Он заискивающе глядел в глаза лакею, искал сочувствия. Но тот усмехнулся криво, неискренно и отошел.
– Служить не умеют! – подумал Молотков. – Разве это лакей! Я, может быть, богатейший золотоискатель, одеваюсь просто, потому что не хочу бросаться в глаза. Я, может быть, только сегодня кофе пью, а завтра приду да две дюжины шампанского вылакаю. Да я, может быть, завтра все зеркала у них переколочу! Да меня, может быть, завтра под руки выводить придется, за шиворот выволакивать! Почем они, черти, знают, что у меня один петухинский рубль, занятый на предмет керосина и подлежащий отдаче в четверг полностию? А?
Воспоминание о рубле засосало под ложечкой, но в эту минуту загудела граммофонная труба:
«В час роковой, когда встретил тебя-а».

– Дуррачье! Жить не умеют. Пет! Чела-ек! Какое ты им, братец, вино подавал? Как? Лафит? Дурачье! Пить не умеют! Им нужно было это… Понте-ка… как его там, а не лафит. Ну, иди, иди!
Три господина, безрассудно съевшие борщок, расплатились и вышли.
Молотков подозвал лакея.
– Сколько, братец, они тебе дали?
– Сорок копеек.
– Сорок копеек за три персоны?

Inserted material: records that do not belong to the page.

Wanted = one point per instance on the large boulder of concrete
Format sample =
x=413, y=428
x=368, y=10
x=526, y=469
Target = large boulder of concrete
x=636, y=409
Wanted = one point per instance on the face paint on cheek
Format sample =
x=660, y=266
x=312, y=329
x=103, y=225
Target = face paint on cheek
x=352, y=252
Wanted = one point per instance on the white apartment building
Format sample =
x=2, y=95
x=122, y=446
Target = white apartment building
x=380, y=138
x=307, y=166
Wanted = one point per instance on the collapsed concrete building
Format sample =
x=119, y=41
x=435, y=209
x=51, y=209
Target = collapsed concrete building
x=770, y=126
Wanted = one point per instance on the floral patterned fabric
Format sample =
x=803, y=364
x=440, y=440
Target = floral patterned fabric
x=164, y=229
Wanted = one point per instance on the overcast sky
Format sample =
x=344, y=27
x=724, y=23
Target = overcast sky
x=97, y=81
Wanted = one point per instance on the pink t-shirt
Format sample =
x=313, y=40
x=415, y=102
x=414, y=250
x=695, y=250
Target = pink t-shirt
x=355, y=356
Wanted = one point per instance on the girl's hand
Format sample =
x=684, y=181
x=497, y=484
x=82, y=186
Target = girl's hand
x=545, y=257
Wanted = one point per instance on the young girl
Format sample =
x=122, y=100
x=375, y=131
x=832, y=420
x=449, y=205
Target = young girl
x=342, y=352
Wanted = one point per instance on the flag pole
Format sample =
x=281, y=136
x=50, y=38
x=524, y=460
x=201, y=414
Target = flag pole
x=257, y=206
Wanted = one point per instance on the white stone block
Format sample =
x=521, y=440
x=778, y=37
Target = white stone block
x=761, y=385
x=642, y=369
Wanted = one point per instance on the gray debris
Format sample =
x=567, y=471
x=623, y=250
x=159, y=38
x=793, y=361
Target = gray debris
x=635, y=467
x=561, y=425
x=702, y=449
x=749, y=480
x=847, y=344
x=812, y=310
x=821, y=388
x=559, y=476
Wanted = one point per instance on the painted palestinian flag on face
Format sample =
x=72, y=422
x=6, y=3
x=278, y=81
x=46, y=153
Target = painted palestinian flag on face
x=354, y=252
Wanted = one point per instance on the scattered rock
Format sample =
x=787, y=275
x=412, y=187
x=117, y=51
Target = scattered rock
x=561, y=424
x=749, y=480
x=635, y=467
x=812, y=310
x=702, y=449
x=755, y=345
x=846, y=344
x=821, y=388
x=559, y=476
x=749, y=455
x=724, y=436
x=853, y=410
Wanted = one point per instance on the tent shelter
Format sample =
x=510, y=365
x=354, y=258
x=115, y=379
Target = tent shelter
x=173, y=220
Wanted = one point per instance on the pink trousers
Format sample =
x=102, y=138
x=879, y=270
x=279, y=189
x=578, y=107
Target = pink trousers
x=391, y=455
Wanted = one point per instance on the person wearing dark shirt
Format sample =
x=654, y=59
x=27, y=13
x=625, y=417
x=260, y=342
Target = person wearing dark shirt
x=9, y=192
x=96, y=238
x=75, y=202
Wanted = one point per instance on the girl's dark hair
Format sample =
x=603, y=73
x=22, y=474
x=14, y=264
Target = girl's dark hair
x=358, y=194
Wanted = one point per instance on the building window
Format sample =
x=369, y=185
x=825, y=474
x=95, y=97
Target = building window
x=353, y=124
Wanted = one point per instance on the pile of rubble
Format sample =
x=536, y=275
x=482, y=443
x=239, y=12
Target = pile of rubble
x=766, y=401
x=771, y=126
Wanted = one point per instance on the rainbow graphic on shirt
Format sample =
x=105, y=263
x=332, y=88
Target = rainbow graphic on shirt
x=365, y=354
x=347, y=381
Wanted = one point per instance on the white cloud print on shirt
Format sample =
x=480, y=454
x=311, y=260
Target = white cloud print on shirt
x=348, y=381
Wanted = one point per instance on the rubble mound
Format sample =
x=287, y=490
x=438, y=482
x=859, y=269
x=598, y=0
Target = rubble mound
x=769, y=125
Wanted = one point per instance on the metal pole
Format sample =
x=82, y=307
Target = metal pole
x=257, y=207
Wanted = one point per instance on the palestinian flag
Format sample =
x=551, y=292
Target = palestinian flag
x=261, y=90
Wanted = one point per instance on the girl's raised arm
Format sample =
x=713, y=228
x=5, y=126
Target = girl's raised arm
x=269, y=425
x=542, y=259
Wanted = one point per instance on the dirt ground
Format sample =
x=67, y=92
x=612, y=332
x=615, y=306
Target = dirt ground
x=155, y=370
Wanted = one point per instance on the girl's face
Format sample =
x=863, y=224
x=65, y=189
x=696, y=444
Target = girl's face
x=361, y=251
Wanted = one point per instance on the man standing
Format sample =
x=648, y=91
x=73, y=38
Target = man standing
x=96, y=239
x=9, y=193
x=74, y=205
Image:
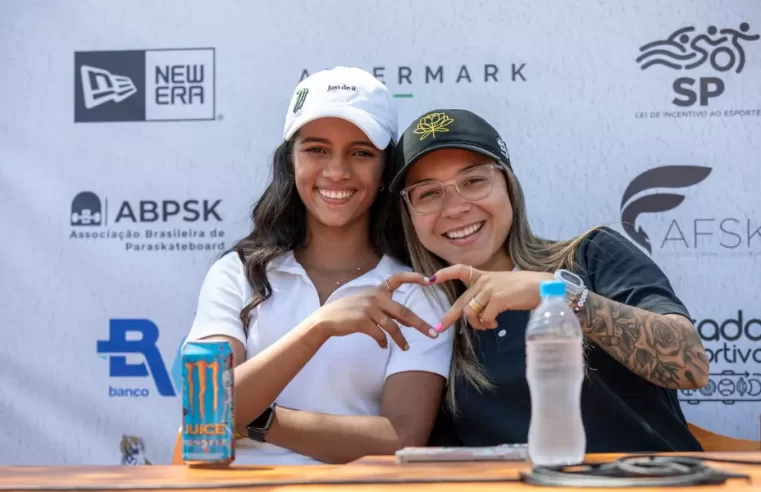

Сами лакеи!
Он вскочил, негодующий, гордый. Ему даже показалось, что он очень высокий человек в смокинге.
– Сколько с меня? – спросил он, поворачиваясь к лакею в профиль.
– Двадцать пять.
Он сунул руку в карман; глаза его сверкнули.
– Вот вам! – сказал он, бросая рубль лакею. – Сдачи не надо!
* * *
– Да, это был жест! – думал он, напяливая в передней свое серое пальтишко и стараясь не замечать в зеркале старичка, трясущего мохрастой бороденкой. – Пусть поймут, с кем имели дело!